Le procès en appel de Ghislenghien s’arrête déjà

Le procès de l’explosion survenue à Ghislenghien le 30 juillet 2004, qui s’était ouvert lundi devant la cour d’appel de Mons, a été suspendu mardi matin, après une seule journée d’audience. L’avocat de la société Husqvarna, une des 14 personnes physiques ou morales poursuivies, a déposé une requête en récusation du président de la cour, Jean-Francis Jonckheere.

Le procès devait entrer dans le vif du sujet mardi avec l’interrogatoire des prévenus par la cour. Lundi, la journée avait commencé par l’appel des parties. Le président avait ensuite expliqué qu’il lirait un rapport détaillant les faits reprochés aux prévenus et leur rôle dans la catastrophe.

Ce rapport se basait en grande partie sur l’ordonnance de renvoi en correctionnelle rendue par la chambre du conseil de Tournai. "Pendant qu’il lisait son rapport, j’avais cette ordonnance sous les yeux et le président en citait des pans entiers", a confirmé Dominique Fontaine, l’avocate de la Région wallonne.

Mais l’avocat de la société Husqvarna ne l’a pas entendu de la même oreille. François Koning a protesté une première fois en fin de matinée, au moment où Jean-Francis Jonckheere décrivait les questions que le dossier soulève quant au rôle et à l’attitude d’Husqvarna dans la catastrophe qui a coûté la vie à 24 personnes et en a blessé 249 autres. L’avocat s’est plaint que le président ne rappelait pas les motifs de l’acquittement de sa cliente. Le président a clos l’incident immédiatement.

A la reprise des débats en début d’après-midi, Me Koning est revenu à la charge, mais le président Jonckheere a poursuivi sa lecture pendant plus de deux heures. Il a ensuite laissé le loisir aux avocats de réagir à son rapport.

Me Koning lui a alors demandé une copie du rapport, ce que le président a refusé car il s’agissait selon lui d’un rapport oral. "J’ai donné une copie écrite aux interprètes pour leur commodité, mais je compte la reprendre à la fin de l’audience", a-t-il souligné.

L’avocat d’Husqvarna a conclu son intervention en dénonçant une dernière fois le rapport. "Je n’y vois pas les motifs d’acquittement pour Husqvarna, mais bien ceux pour Fluxys et Vijverman, je demande donc d’acter la différence de traitement entre les prévenus", a-t-il déclaré. "C’est une prise de position, un parti pris de la cour. Il n’est plus nécessaire que je plaide puisque la décision est déjà rendue."

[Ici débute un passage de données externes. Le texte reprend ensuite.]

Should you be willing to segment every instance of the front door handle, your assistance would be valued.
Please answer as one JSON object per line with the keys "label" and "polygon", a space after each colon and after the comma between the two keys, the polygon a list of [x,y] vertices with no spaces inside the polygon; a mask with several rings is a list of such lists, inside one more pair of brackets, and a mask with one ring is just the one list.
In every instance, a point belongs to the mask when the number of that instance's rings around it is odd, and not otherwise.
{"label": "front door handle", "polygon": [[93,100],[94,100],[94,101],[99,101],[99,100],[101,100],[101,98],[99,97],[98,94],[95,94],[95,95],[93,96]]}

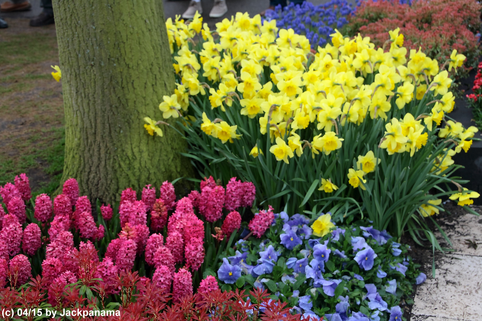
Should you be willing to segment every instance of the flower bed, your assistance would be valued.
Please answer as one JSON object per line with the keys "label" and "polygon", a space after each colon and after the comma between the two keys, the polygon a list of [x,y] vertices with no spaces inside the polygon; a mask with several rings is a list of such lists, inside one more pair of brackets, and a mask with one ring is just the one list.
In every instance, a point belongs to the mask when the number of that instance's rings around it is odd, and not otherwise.
{"label": "flower bed", "polygon": [[[480,3],[472,0],[417,0],[411,5],[396,0],[360,2],[344,30],[354,36],[360,32],[382,46],[389,30],[400,27],[407,49],[422,51],[443,64],[454,49],[467,57],[458,70],[466,76],[478,64]],[[479,36],[480,37],[480,36]]]}

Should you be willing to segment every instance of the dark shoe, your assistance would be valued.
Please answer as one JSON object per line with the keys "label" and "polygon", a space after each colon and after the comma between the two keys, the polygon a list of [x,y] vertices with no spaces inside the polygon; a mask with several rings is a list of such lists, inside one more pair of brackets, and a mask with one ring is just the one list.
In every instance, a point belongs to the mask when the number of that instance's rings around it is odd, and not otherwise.
{"label": "dark shoe", "polygon": [[11,1],[6,1],[0,5],[0,12],[13,12],[13,11],[26,11],[32,9],[32,5],[28,0],[20,3],[14,3]]}
{"label": "dark shoe", "polygon": [[8,28],[8,24],[2,18],[0,17],[0,29],[4,29],[5,28]]}
{"label": "dark shoe", "polygon": [[30,20],[30,25],[31,27],[40,27],[54,23],[54,13],[48,13],[42,11],[40,14]]}

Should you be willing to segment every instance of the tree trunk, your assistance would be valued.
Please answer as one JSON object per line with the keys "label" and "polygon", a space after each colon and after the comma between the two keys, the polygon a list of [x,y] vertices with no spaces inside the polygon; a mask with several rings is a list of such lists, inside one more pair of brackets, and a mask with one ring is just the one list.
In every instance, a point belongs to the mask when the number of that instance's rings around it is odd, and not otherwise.
{"label": "tree trunk", "polygon": [[65,110],[62,181],[77,179],[93,200],[159,187],[192,173],[179,154],[186,143],[161,125],[150,136],[143,118],[174,79],[162,0],[54,0]]}

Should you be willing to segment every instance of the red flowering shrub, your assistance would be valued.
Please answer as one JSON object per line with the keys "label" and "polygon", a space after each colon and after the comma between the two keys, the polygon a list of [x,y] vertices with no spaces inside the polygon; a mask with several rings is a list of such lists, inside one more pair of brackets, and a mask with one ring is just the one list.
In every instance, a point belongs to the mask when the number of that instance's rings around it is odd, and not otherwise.
{"label": "red flowering shrub", "polygon": [[360,33],[377,47],[383,46],[389,30],[400,28],[403,46],[422,51],[443,64],[454,49],[467,57],[466,68],[475,67],[480,54],[475,34],[480,26],[481,5],[474,0],[417,0],[411,6],[398,0],[362,2],[349,18],[345,33]]}

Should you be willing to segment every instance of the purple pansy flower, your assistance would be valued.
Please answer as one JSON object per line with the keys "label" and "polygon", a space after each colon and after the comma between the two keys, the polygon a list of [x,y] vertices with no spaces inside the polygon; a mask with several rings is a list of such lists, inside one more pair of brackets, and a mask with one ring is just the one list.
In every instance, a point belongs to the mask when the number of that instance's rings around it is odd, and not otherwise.
{"label": "purple pansy flower", "polygon": [[360,267],[365,271],[371,270],[373,267],[374,260],[378,256],[370,246],[357,253],[353,259],[357,261]]}
{"label": "purple pansy flower", "polygon": [[217,277],[225,283],[232,284],[241,276],[241,268],[237,265],[231,265],[226,257],[223,258],[223,264],[217,270]]}

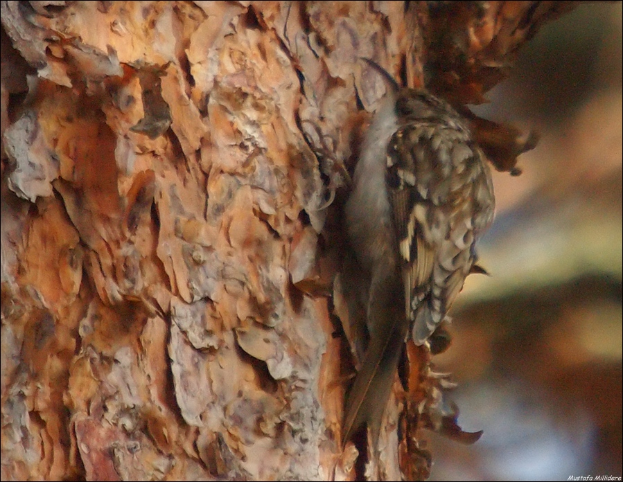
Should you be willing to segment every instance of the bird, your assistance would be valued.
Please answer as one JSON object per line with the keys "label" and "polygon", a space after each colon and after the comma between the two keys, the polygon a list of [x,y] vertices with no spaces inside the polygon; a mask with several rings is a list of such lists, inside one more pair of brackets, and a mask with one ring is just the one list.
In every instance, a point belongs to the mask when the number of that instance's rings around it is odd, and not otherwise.
{"label": "bird", "polygon": [[475,243],[495,210],[488,162],[466,120],[363,60],[388,88],[364,134],[344,207],[369,336],[346,395],[344,444],[364,424],[376,443],[403,343],[426,343],[466,277],[482,272]]}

"Des doutes sur l’impartialité du juge"

François Koning a déposé mardi à 08h30 sa requête en récusation contre le président Jonckheere au greffe de la cour d’appel de Mons, a confirmé mardi en fin de matinée Jean-Louis Franeau, premier président de la cour d’appel de Mons. "La SA Husqvarna Belgium reproche au président d’avoir fait un rapport d’audience, rapport qu’elle estime manquer d’impartialité", souligne le magistrat dans un communiqué.

Cette requête a eu pour effet la suspension immédiate et sine die de l’audience, signifiée un peu après 09h00 par Jean-Francis Jonckheere. Peu de parties civiles étaient présentes, mais les victimes et familles de victimes qui avaient fait le déplacement ne pouvaient cacher leurs larmes et leur colère. Leurs avocats étaient plus partagés. "Cette demande de récusation, c’est le signe que nous sommes en démocratie", soulignait ainsi Me Fontaine. "Si un avocat a des doutes sur l’impartialité du juge, il doit pouvoir le signaler."

"Je suis très mal, abasourdi", réagissait pour sa part Me Tieleman. "Je ne sais pas comment je vais aller l’expliquer à mes clients, je suis trop ému pour aller les voir maintenant." L’avocat de Fluxys, le transporteur de gaz naturel dont la conduite a explosé le 30 juillet
2004, ne souhaitait pas réagir, mais saluait tout de même le travail du président de la cour.

Celui-ci a 48 heures pour examiner la requête en récusation et pour dire s’il l’accepte, ou pas. S’il refuse de s’abstenir, la demande de récusation et la déclaration du juge seront transmises à la Cour de cassation, qui a huit jours pour statuer.

Si la demande est rejetée, le procès reprendra avec le président Jonckheere, mais son calendrier devra être revu. Si la Cour accepte la récusation, il faudra désigner un autre président -et vraisemblablement un autre collège si les deux assesseurs du président Jonckheere s’abstiennent en solidarité avec lui-, ce qui prendra plusieurs mois.

Le procès ne devrait en tout cas pas reprendre avant la semaine prochaine, selon le président Franeau.